Cookie Flashback

toycookies01

I don't think I've eaten one since I was about twelve…but for some reason, I got to thinking today about the favorite cookie of my childhood. The Sunshine company put out these things called Toy Cookies, which were like animal crackers but in the shapes of toys. You could eat one shaped like a drum, one shaped like a blimp, one shaped like a watch, one shaped like a truck, etc.

That was not particularly the appeal of them. The appeal was that they tasted pretty good, regardless of the shapes. Actually, the only interesting thing about the shapes was that in every box, you always found a few malformed ones and it was fun to guess what they looked like. I once got one that I think started out to be a baby carriage but wound up looking more like a penis. I was afraid to eat it.

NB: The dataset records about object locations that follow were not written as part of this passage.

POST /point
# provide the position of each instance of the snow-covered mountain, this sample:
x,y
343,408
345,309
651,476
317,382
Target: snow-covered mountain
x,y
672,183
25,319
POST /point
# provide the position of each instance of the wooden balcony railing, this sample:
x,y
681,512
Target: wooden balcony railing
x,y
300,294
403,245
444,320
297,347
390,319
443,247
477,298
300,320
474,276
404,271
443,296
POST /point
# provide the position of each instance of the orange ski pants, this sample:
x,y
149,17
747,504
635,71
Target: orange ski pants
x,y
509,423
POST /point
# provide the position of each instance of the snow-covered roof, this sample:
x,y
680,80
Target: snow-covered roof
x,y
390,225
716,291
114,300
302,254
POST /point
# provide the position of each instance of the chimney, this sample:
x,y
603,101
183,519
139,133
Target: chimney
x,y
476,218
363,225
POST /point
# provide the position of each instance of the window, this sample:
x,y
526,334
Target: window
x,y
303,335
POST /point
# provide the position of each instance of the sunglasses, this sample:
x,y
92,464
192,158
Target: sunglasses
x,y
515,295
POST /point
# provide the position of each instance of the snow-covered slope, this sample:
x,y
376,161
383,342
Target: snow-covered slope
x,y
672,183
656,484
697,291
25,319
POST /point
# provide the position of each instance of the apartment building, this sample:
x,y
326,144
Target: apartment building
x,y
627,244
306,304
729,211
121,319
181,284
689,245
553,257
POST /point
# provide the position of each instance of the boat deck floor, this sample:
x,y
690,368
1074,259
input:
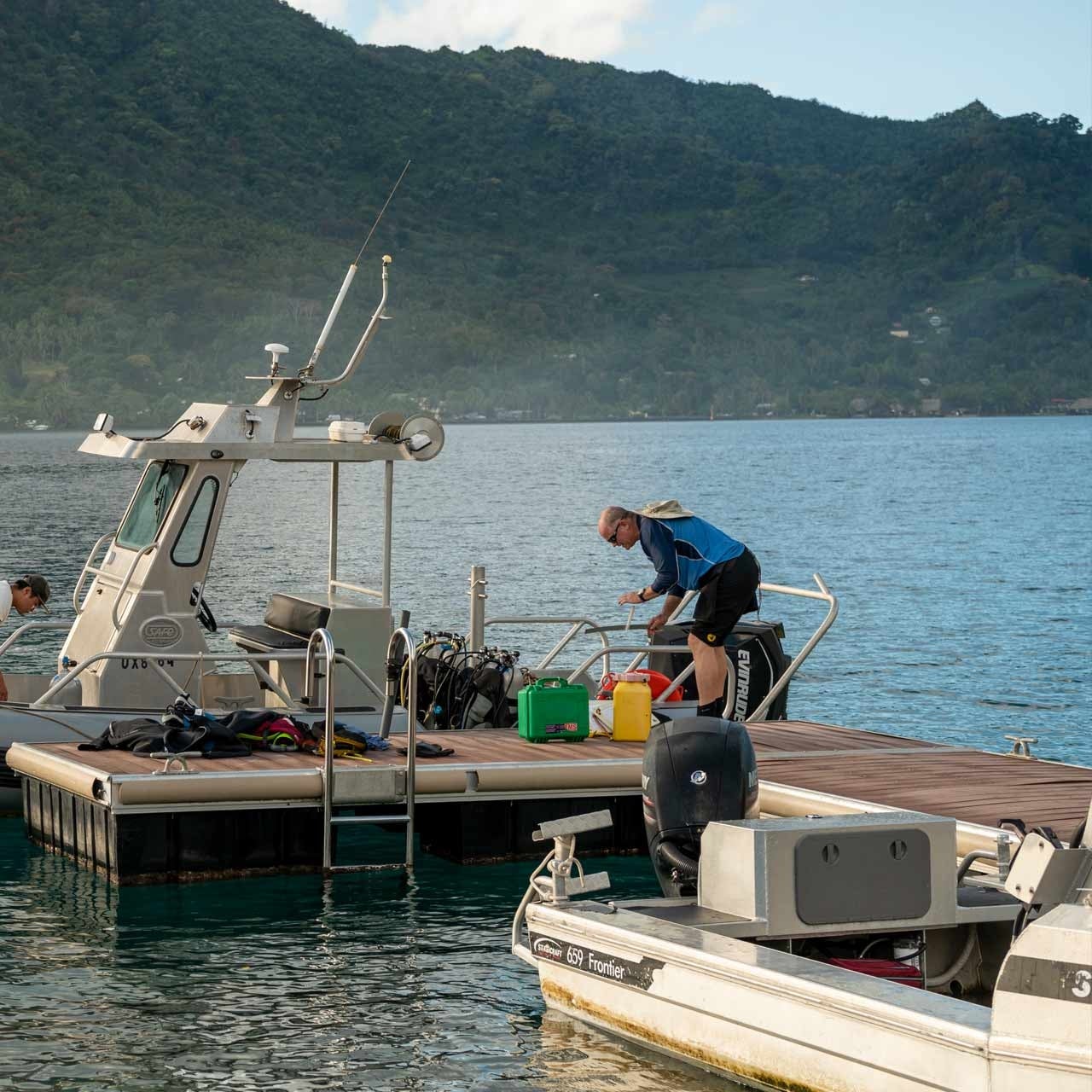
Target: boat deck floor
x,y
956,782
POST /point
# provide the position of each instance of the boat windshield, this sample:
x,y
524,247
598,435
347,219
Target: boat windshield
x,y
151,503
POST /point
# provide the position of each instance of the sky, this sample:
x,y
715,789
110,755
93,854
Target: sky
x,y
874,57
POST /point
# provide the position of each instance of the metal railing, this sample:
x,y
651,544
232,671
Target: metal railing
x,y
214,658
89,568
831,601
127,581
328,819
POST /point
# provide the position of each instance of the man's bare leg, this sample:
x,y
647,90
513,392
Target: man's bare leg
x,y
710,670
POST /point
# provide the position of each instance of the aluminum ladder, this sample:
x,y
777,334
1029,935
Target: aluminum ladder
x,y
321,636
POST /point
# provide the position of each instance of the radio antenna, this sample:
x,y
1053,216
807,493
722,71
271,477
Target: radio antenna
x,y
321,343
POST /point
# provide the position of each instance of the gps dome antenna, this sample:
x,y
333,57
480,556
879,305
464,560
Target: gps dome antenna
x,y
321,343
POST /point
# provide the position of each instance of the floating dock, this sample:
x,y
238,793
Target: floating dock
x,y
119,814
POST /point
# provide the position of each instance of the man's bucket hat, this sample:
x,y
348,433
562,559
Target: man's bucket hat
x,y
664,510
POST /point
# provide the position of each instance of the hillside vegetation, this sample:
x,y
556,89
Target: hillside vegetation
x,y
182,183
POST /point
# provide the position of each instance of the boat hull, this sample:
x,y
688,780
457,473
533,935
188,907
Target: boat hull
x,y
775,1020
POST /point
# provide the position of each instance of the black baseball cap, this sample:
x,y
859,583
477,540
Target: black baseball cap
x,y
39,587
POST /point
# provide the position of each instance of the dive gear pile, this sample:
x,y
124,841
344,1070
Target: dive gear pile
x,y
459,687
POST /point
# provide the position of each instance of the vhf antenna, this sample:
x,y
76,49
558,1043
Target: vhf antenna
x,y
320,344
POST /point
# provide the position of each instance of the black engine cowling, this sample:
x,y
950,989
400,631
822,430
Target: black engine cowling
x,y
697,770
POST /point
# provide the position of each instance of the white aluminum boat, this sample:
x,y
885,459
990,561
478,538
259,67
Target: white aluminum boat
x,y
979,982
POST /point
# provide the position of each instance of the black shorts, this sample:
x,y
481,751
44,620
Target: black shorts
x,y
729,592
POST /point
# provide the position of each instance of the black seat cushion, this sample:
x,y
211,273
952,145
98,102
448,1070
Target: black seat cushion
x,y
295,616
265,638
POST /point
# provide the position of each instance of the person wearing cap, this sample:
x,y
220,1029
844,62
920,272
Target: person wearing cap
x,y
24,594
689,554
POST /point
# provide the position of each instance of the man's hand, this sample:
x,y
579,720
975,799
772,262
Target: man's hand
x,y
658,621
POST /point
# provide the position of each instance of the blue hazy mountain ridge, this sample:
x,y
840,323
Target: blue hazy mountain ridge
x,y
183,184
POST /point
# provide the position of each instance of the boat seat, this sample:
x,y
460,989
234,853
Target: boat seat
x,y
288,624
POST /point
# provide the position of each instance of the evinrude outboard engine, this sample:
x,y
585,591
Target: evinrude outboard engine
x,y
697,770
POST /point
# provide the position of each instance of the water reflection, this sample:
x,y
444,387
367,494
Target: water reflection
x,y
366,982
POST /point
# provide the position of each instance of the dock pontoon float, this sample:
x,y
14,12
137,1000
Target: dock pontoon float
x,y
826,954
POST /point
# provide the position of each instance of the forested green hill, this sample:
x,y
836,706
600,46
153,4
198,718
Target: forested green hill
x,y
182,183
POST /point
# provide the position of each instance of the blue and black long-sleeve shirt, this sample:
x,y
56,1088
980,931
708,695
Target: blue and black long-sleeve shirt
x,y
683,550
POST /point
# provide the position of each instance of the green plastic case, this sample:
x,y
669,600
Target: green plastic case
x,y
553,711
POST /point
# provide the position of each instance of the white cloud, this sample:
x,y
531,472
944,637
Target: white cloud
x,y
581,30
713,15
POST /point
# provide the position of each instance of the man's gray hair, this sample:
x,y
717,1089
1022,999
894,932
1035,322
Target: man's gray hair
x,y
614,514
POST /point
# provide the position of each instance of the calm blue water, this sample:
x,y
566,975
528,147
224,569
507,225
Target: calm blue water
x,y
959,549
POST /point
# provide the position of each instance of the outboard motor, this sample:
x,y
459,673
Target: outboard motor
x,y
697,770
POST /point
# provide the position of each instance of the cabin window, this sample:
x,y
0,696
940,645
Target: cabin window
x,y
151,505
189,545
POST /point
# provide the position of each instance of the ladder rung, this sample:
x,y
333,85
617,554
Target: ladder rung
x,y
367,868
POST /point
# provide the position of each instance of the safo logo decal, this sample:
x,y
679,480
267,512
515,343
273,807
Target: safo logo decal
x,y
160,632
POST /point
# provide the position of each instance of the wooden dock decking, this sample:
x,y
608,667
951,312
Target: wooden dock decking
x,y
494,770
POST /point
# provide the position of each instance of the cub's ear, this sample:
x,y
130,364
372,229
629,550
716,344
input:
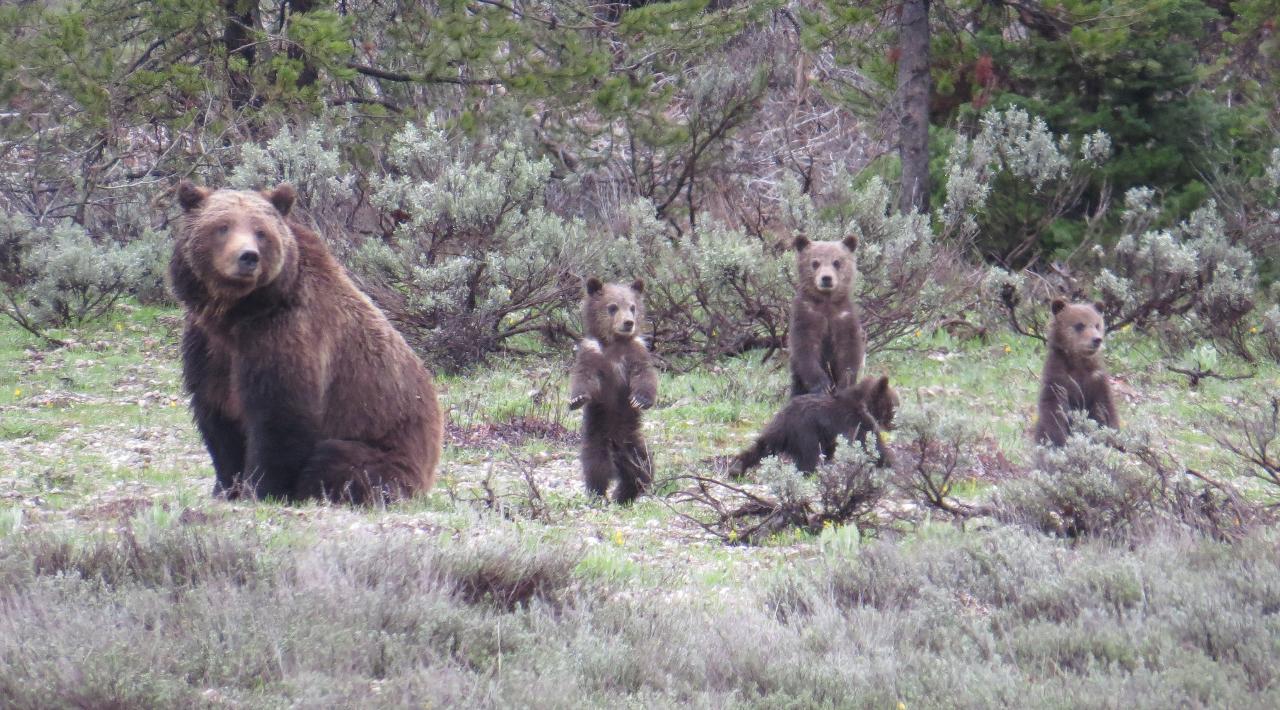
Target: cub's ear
x,y
282,198
191,196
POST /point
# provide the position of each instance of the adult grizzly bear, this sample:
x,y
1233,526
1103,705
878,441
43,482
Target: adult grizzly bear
x,y
613,380
809,425
826,343
1073,379
298,384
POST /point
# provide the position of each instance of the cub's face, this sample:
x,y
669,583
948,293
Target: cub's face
x,y
826,268
236,241
613,310
1078,328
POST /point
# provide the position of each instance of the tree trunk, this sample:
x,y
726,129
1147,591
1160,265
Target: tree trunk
x,y
913,91
238,40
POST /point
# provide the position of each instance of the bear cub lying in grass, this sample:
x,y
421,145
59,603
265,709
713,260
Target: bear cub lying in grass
x,y
809,425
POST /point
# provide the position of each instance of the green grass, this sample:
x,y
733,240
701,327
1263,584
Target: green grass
x,y
123,583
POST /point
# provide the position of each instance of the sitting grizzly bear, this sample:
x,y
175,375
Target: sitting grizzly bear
x,y
826,343
612,378
1073,379
809,424
298,384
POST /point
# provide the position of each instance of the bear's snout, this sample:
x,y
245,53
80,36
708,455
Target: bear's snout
x,y
247,261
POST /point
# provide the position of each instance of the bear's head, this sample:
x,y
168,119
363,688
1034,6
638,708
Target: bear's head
x,y
613,311
880,399
1077,329
234,242
826,269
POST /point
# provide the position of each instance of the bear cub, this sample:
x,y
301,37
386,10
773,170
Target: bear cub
x,y
809,424
826,343
612,380
1073,379
298,384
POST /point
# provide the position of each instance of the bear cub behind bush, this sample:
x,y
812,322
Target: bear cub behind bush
x,y
826,343
298,384
809,425
1073,379
613,380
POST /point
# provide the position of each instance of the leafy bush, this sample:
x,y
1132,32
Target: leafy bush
x,y
59,275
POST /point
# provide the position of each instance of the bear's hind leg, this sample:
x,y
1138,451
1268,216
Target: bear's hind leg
x,y
344,471
635,471
597,467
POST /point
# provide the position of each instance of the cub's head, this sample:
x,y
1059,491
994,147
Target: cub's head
x,y
826,269
234,241
613,311
1077,329
880,399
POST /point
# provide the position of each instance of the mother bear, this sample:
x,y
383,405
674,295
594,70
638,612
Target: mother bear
x,y
300,385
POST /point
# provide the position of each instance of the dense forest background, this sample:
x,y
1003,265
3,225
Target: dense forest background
x,y
472,160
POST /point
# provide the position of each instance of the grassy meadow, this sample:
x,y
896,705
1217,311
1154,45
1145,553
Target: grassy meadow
x,y
124,585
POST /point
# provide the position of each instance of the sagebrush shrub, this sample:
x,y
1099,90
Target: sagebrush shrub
x,y
59,275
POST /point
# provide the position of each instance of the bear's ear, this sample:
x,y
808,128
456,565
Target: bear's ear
x,y
282,198
191,196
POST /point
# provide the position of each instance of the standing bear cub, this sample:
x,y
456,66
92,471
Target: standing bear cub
x,y
298,384
1073,379
809,425
826,343
613,380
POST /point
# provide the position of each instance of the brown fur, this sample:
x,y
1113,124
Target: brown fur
x,y
300,385
808,426
826,343
613,380
1073,379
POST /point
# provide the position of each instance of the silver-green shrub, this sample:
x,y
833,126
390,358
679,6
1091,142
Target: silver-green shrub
x,y
58,275
476,257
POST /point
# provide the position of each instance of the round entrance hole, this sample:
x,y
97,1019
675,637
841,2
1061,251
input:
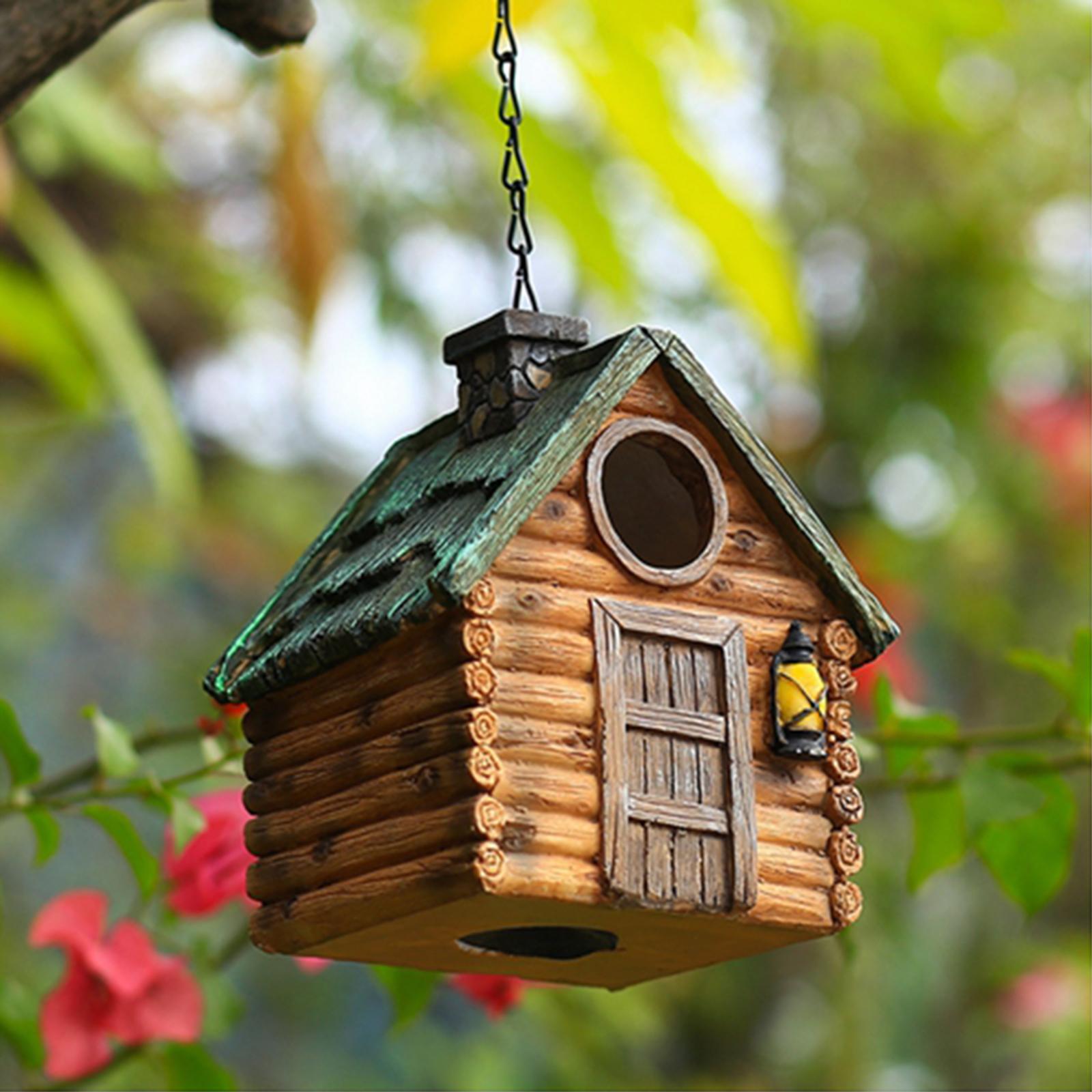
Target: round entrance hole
x,y
542,942
658,500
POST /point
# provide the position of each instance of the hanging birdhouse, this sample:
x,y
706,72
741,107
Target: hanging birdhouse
x,y
564,689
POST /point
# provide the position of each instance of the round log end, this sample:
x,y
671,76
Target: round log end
x,y
844,762
846,904
844,805
846,852
838,640
489,818
482,599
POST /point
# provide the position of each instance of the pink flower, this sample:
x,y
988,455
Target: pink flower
x,y
311,964
1037,997
116,986
212,870
495,993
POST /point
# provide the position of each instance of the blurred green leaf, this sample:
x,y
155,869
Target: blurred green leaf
x,y
994,794
117,758
85,123
1072,678
36,333
749,248
47,833
901,759
1030,857
939,833
410,991
19,1022
25,767
189,1067
1057,672
112,332
915,40
186,822
223,1004
119,827
882,702
1081,691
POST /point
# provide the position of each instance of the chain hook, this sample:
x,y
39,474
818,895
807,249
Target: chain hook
x,y
513,171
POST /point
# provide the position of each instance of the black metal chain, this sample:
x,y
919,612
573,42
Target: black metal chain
x,y
513,172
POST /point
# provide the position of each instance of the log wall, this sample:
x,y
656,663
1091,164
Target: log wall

When I hit my teens, I abandoned Toy Cookies, not because I no longer liked them but because they seemed like a baby cookie…a very bad reason to switch to Chips Ahoy or Oreos. I don't know when they stopped making them but I recall seeing some more sophisticated packaging in the market, an obvious and apparently unsuccessful attempt to position the product for a slightly older audience.

What finally occurred to me — and I wonder if it occurred to the manufacturer — is that the very shapes had gotten out of date. Alphabet blocks? Toy soldiers? By the sixties, those weren't toys to most kids. They should have made the cookies look like Barbie dolls, skateboards and Aurora monster models. (Today, they'd have to look like XBox controls and Star Wars action figures.)

I don't particularly miss Sunshine Toy Cookies. Matter of fact, I've given up all kinds of cookies and don't miss them one bit. But when I came across the above pictures of the old box and bucket packaging, they brought a smile to my face. And I had to share them here, just in case they have the same effect on you.